Mobile phone operator Tele2 closed 2016 with a turnover of EUR 105.2 million, up 4.8 percent from 2015. Its earnings before interest, taxes, depreciation and amortization (EBITDA) grew 6.5 percent year-on-year to EUR 33.6 million. Tele2 invested EUR 9.4 million last year and its 4G network covered 99 percent of Latvia’s population at the end of 2016. Latvia’s Tele2 is part of Sweden’s Tele2 Holdings, which operates in nine countries. Tele2 commands 45 percent of the Latvian mobile phone market.
U.S. investment company Providence, the new owner of Bite, continued expansion in the Baltic countries in 2016 – following the acquisition of Bite, a company that operates in Latvia and Lithuania, on Christmas in 2015, Providence announced acquisition of controlling interest in the largest cable television and broadband Internet company in Estonia, Starman. Starman already owns the second largest Internet and cable television company in Lithuania, Cgates. In addition, in mid-2016 Providence made an investment in Latvian Internet and cable television company Baltcom. Industry representatives note that Providus is laying the groundwork for the creation of a strong pan-Baltic telecommunications player, and that the next logical step would be consolidation of the Baltic businesses.
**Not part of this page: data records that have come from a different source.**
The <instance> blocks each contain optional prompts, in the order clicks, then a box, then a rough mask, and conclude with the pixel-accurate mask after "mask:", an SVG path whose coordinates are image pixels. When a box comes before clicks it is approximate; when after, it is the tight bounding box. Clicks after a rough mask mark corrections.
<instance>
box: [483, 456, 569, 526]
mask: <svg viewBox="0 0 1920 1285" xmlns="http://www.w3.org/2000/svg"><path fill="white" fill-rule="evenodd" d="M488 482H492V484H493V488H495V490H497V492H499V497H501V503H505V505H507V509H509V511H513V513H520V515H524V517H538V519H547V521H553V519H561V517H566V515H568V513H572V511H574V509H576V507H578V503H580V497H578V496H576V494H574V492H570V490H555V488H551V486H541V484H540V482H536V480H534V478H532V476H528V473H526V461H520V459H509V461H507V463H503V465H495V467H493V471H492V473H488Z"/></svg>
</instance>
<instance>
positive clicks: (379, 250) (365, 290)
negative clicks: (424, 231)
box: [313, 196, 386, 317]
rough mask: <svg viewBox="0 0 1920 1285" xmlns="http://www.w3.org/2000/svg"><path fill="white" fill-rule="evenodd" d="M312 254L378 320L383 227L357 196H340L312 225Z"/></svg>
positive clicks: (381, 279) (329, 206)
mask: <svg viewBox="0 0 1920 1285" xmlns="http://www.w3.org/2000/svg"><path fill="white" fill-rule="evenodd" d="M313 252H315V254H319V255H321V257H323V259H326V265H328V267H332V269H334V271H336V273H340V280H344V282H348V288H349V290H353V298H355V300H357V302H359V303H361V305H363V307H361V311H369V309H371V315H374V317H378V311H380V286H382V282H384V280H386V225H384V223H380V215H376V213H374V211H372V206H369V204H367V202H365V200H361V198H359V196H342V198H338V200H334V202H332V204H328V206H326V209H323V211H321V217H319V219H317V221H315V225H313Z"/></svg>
Data center operator Digitālās ekonomikas attīstības centrs Ltd. (DEAC) in 2017 will invest EUR 10 million in setting up a substantially larger data center in Riga, thereby consolidating its leading positions in the Baltics and becoming an increasingly influential provider of data center services to companies in the C.I.S. countries, Europe and the United States. The company believes that Latvian IT industry has good growth prospects in outsourcing services. C.I.S. countries present a comparatively little-explored market, where many companies still do not use the advantages offered by data centers, while to the United States, DEAC is attractive thanks to an extensive communications network in Europe. DEAC is an operator of data centers that runs two physical data centers in Riga with a total of 300 server racks, with another 400 planned for the next development stage. DEAC also has points of presence (POP) in London, Frankfurt, Amsterdam, Moscow, and Kiev.
Latvian telecommunications companies, not willing to simply provide infrastructure services, have ventured into the television business, and the process became particularly active in mid-2016. LMT Straume online television has been available for several years already, and by now the market has also been joined by LMT mājas viedtelevīzija (LMT Home Smart Television), Tele2 Atvērtā televīzija (Tele2 Open Television), Lattelecom’s entertainment platform Shortcut, and video and television service ViaPlay developed by MTG.